Google Cloud Professional Data Engineer — Question 198
You are designing a real-time system for a ride hailing app that identifies areas with high demand for rides to effectively reroute available drivers to meet the demand. The system ingests data from multiple sources to Pub/Sub, processes the data, and stores the results for visualization and analysis in real-time dashboards. The data sources include driver location updates every 5 seconds and app-based booking events from riders. The data processing involves real-time aggregation of supply and demand data for the last 30 seconds, every 2 seconds, and storing the results in a low-latency system for visualization. What should you do?
Answer options
- A. Group the data by using a tumbling window in a Dataflow pipeline, and write the aggregated data to Memorystore.

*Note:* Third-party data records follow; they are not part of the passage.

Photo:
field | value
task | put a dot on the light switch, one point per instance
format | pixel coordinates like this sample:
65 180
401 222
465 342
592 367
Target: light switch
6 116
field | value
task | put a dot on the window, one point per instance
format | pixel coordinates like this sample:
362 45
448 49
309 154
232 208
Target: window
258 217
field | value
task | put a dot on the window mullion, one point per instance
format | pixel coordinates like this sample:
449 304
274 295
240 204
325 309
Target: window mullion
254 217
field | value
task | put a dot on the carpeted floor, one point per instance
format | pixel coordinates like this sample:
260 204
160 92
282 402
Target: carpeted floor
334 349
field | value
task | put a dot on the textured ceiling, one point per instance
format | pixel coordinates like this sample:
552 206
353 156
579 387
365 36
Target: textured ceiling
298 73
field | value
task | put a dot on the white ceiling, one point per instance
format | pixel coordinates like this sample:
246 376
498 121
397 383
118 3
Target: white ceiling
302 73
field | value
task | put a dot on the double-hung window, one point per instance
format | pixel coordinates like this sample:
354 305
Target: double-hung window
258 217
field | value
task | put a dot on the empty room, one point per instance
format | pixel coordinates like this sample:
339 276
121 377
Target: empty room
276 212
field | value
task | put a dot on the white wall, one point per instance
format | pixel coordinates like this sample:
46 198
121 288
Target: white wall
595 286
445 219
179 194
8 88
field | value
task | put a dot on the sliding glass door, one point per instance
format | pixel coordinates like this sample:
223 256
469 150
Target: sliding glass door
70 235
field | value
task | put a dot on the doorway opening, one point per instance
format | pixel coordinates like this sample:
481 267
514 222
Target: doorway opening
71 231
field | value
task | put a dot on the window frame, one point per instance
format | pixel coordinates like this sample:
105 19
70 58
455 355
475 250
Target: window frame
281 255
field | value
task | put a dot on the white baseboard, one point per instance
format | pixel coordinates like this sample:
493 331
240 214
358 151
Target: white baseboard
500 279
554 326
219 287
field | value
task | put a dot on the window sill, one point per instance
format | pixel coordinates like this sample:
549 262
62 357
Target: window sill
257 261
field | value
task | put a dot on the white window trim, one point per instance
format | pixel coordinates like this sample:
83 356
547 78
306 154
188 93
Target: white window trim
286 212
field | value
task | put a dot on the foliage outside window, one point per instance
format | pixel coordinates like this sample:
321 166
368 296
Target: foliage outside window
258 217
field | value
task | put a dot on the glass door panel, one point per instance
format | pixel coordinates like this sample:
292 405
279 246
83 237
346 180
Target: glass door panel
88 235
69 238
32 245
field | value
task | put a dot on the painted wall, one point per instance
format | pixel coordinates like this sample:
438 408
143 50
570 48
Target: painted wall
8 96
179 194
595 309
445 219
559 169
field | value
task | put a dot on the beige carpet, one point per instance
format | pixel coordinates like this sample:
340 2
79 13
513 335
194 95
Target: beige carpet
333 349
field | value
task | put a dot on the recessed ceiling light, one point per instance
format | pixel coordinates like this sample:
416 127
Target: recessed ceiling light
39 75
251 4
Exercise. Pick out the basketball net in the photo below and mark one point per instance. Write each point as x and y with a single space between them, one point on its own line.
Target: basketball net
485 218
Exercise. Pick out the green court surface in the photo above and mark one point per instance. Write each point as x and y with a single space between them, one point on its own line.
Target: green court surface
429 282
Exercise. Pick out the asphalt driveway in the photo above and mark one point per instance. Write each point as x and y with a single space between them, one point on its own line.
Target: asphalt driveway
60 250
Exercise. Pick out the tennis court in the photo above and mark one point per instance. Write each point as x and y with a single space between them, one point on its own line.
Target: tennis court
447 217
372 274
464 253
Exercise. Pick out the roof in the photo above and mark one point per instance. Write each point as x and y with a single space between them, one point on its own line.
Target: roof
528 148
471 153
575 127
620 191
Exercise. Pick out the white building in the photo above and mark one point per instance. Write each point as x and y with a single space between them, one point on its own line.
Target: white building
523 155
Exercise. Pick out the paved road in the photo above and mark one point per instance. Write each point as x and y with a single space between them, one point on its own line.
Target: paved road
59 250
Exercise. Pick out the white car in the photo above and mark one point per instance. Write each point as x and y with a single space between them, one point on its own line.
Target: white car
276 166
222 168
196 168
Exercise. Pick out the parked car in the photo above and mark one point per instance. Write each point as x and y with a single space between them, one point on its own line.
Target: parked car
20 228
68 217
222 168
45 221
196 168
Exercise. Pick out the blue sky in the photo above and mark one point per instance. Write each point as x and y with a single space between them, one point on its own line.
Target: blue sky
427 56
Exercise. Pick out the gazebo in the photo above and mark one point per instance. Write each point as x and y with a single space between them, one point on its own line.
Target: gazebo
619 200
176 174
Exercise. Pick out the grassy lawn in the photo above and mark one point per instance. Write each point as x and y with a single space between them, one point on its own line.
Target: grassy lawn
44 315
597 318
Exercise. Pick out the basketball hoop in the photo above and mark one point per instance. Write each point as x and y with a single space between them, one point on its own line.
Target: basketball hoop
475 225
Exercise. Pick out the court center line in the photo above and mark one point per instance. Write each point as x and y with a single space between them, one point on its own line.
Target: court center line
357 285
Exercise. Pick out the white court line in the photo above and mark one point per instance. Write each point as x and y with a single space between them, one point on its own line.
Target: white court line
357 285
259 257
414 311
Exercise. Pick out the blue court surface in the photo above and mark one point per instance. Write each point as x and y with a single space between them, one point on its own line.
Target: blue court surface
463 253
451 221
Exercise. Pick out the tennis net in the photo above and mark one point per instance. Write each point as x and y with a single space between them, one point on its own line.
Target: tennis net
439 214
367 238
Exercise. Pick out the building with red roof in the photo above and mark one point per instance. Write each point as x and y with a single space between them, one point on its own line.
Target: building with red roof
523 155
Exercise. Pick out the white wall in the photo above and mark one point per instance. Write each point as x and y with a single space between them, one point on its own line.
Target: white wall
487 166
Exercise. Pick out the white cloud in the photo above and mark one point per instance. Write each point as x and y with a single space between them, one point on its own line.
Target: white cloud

- B. Group the data by using a hopping window in a Dataflow pipeline, and write the aggregated data to Memorystore.
- C. Group the data by using a session window in a Dataflow pipeline, and write the aggregated data to BigQuery.
- D. Group the data by using a hopping window in a Dataflow pipeline, and write the aggregated data to BigQuery.
Correct answer: B
Explanation
The correct option is B because a hopping window is ideal for this scenario where you need to aggregate data over overlapping intervals, allowing for real-time updates every 2 seconds. Option A is incorrect because a tumbling window does not support overlapping, which is essential for timely updates. Options C and D are incorrect as they suggest using a session window and writing to BigQuery, which does not meet the low-latency requirement specified in the scenario.